Remodelling of structure-function relationships underlying cardiac dysfunction in ageing and heart failure: A multi-scale systems approach

Project title

Remodelling of structure-function relationships underlying cardiac dysfunction in ageing and heart failure: A multi-scale systems approach

Description

This project uses a combination of simulations and experiments to characterise the nature of ageing-associated remodelling of the structures of cardiac cells and tissues, and mechanistically link these remodelled structures to emergent dysfunction.

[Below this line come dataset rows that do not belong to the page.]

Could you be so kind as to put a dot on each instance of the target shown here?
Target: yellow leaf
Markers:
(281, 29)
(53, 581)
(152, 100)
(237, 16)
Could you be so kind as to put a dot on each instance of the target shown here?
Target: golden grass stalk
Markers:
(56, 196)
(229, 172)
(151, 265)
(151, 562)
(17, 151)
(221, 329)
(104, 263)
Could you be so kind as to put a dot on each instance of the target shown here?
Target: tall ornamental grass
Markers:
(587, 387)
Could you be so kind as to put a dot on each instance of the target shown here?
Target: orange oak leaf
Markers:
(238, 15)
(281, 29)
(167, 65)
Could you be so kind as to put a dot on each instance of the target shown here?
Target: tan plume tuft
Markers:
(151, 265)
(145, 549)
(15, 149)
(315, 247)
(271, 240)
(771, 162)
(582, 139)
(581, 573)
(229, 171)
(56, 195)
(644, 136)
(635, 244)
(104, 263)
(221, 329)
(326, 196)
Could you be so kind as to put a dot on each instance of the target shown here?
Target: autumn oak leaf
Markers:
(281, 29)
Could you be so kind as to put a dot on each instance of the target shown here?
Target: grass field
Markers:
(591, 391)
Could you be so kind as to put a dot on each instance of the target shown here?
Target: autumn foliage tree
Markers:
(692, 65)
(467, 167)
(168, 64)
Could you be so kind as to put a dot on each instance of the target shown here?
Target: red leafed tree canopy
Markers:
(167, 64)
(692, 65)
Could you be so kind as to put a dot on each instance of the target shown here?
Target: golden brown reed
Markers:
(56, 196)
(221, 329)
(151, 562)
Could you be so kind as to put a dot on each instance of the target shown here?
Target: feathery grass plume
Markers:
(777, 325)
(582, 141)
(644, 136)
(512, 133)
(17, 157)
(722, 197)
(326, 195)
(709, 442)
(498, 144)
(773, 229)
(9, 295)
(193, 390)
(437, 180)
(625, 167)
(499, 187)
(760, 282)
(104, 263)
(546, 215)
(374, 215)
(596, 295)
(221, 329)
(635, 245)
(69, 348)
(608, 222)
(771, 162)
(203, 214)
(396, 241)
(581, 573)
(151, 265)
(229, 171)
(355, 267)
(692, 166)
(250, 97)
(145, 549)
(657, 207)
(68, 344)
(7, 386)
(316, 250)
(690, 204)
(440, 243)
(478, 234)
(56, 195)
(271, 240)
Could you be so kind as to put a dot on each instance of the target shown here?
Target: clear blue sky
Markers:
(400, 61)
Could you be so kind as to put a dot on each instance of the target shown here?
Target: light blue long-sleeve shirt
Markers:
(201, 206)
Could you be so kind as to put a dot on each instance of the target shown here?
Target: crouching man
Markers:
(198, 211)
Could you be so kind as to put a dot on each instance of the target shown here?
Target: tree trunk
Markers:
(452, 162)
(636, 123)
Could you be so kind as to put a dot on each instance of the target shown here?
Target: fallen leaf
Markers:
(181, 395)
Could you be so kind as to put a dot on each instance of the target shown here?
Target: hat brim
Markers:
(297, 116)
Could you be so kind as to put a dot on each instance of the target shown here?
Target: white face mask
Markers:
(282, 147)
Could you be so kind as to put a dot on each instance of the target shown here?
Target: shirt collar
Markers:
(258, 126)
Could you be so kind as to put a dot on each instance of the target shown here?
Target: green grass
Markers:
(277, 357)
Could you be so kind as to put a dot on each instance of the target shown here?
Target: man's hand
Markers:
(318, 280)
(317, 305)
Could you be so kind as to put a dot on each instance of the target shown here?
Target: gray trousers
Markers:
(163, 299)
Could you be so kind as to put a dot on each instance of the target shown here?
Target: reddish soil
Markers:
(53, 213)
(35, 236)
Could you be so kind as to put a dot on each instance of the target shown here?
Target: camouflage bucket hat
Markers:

Cardiac-ageing is associated with mechanical dysfunction, which reduces the heart’s pumping efficiency and limits daily activities, and an increased vulnerability to arrhythmia, which can be immediately life-threatening.

For example, the incidence of ventricular ectopic excitation, which can act as a trigger for fatal arrhythmia events, is 17-fold higher in men aged over 60 than those aged 20-40.

Remodelling of the structure-function relationships in cardiac cells and tissues can explain both this mechanical and electrical dysfunction.

A major challenge in dissecting the mechanisms of this dysfunction is that ageing is associated with remodelling of structure-function relationships across multiple spatial scales - from the sub-cellular nanodomain right up to the whole-heart. It is ultimately the multi-scale interaction of these remodelled structure-function relationships which causes dysfunction.

This project is using a combination of experimental and simulation approaches to achieve its aims. Experiments will characterise structural remodelling at multiple scales, and simulations will provide the mechanistic link between structure and function at each scale individually as well as between scales.

Experiments include super-resolution microscopy, patch-clamp, optical mapping and MRI.

Computational models include spatial models at each scale as well as new approaches to integrated between the scales.